When paleontologist Martin Qvarnström began peering inside 230-million-year-old fossilized dinosaur dung using an advanced X-ray technology, he wasn’t sure he’d see anything of interest.
But embedded in ancient excrement, he discovered multitudes.
Scans revealed tiny beetles with antennas and delicate legs intact, crushed bones from extinct crocodile ancestors, half-digested fish and an abundance of plant life within the bromalites — fossilized feces and vomit — of early dinosaurs and the creatures that roamed alongside them.
From paleontological poop, Qvarnström and colleagues reconstructed the ecology, biology and food webs that wove together the early dinosaur ecosystem in the Polish Basin in central Europe from 230 to 200 million years ago. The research, published Wednesday in the journal Nature, focuses on a critical, but obscure, period in the late Triassic and early Jurassic, when the first dinosaurs appeared in that region and rose to dominance — part of a major turnover in life on Earth.
The picture that emerges from the study of more than 500 bromalites — mostly coprolites, or droppings — is one of a gradual process of change. Small dinosaur ancestors opportunistically took advantage of food sources made more abundant by environmental changes, evolved into larger creatures and widened their ecological niche.
Stephen Brusatte, a paleontologist at the University of Edinburgh who was not involved in the study, called the deep dive into dino droppings “insightful and innovative,” for putting some of the “most maligned fossils” under scrutiny.

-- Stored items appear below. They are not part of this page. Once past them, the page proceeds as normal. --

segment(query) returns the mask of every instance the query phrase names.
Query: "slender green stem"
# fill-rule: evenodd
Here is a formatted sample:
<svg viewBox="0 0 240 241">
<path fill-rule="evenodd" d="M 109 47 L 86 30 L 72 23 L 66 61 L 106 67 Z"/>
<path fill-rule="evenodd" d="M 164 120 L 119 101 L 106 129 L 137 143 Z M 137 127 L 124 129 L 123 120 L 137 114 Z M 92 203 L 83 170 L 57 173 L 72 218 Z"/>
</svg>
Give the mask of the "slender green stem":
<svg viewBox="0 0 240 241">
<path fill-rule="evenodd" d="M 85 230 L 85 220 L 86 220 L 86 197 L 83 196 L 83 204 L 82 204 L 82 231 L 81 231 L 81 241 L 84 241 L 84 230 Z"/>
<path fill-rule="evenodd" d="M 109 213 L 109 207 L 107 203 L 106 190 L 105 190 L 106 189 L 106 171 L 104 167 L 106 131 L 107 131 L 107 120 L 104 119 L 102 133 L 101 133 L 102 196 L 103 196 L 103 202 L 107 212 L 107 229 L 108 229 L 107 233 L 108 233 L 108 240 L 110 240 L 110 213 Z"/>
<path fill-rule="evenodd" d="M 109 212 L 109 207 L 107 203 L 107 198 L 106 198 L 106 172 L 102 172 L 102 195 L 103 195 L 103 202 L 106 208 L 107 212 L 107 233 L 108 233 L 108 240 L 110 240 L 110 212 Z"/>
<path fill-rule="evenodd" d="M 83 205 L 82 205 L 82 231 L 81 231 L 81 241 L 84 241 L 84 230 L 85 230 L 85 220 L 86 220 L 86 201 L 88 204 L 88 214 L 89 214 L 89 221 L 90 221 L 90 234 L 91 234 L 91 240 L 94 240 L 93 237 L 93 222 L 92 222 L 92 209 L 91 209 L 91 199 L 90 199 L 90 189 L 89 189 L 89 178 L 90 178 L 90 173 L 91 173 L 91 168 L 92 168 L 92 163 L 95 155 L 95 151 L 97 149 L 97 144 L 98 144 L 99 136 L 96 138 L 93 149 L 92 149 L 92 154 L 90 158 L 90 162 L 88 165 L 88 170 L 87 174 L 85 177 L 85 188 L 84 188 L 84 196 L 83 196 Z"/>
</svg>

“Academic paleontologists can be prone to toilet humor, too,” Brusatte wrote in an email. “But wow, (bromalites) can give us a lot of information. This is exactly what we need to understand the predator and prey links from millions of years ago.”
The celebrities of the paleontological world tend to have giant footprints and outsize bodies — the fearsome apex predators and charismatic herbivores whose skeletons fill museum halls and ignite the imagination.
Fossilized digestive contents, on the other hand, tend to be stored in basements and are often the object of jokes, said Grzegorz Niedzwiedzki, a paleontologist at Uppsala University in Sweden and the senior author of the study.
But look close enough and they can reveal details about how dinosaurs lived — what they ate, how they fit into their ecosystems and how that changed over time.
The authors used their study to construct a food web, with arrows showing what and who prehistoric creatures were chowing on. When the first dinosaur ancestors came on the scene in present-day Poland some 230 million years ago, they were small, omnivorous and opportunistic silesaurids. The study reveals they filled their stomachs with tiny beetles, among other food.
Carnivorous dinosaurs appeared around 220 million years ago. Herbivorous dinosaurs emerged about 10 million years later. Around 200 million years ago, the plant-eaters may have gained an advantage when the climate became more humid, favoring dinosaurs with a wider palate, who expanded from a mostly conifer diet to consume ferns and other plants that became more abundant.
This dietary flexibility may have helped allow for the emergence of larger dinosaurs. Then, they began to become far more diverse and spread geographically.
While the question of how the non-avian dinosaurs went extinct is a source of wide fascination, the question of how they came to rule in the first place remains remarkably obscure.
The new study closely followed the record in one part of the world, and a similar approach could now be used in other regions, to discern if the food webs were similar and identify differences in how dinosaurs rose to dominance.
The new study favors the idea that dinosaurs were well-suited to take advantage of changes in the prehistoric environment, but also reveals that the age of the dinosaurs had a slow, complicated start.
“Dinosaurs did not simply sweep across ancient Poland and the rest of the world soon after they originated, like a marauding army,” Brusatte said. “It took them time, and patience, and a lot of adaptation, all while being affected by the evolutionary whims of the other organisms in their food webs.”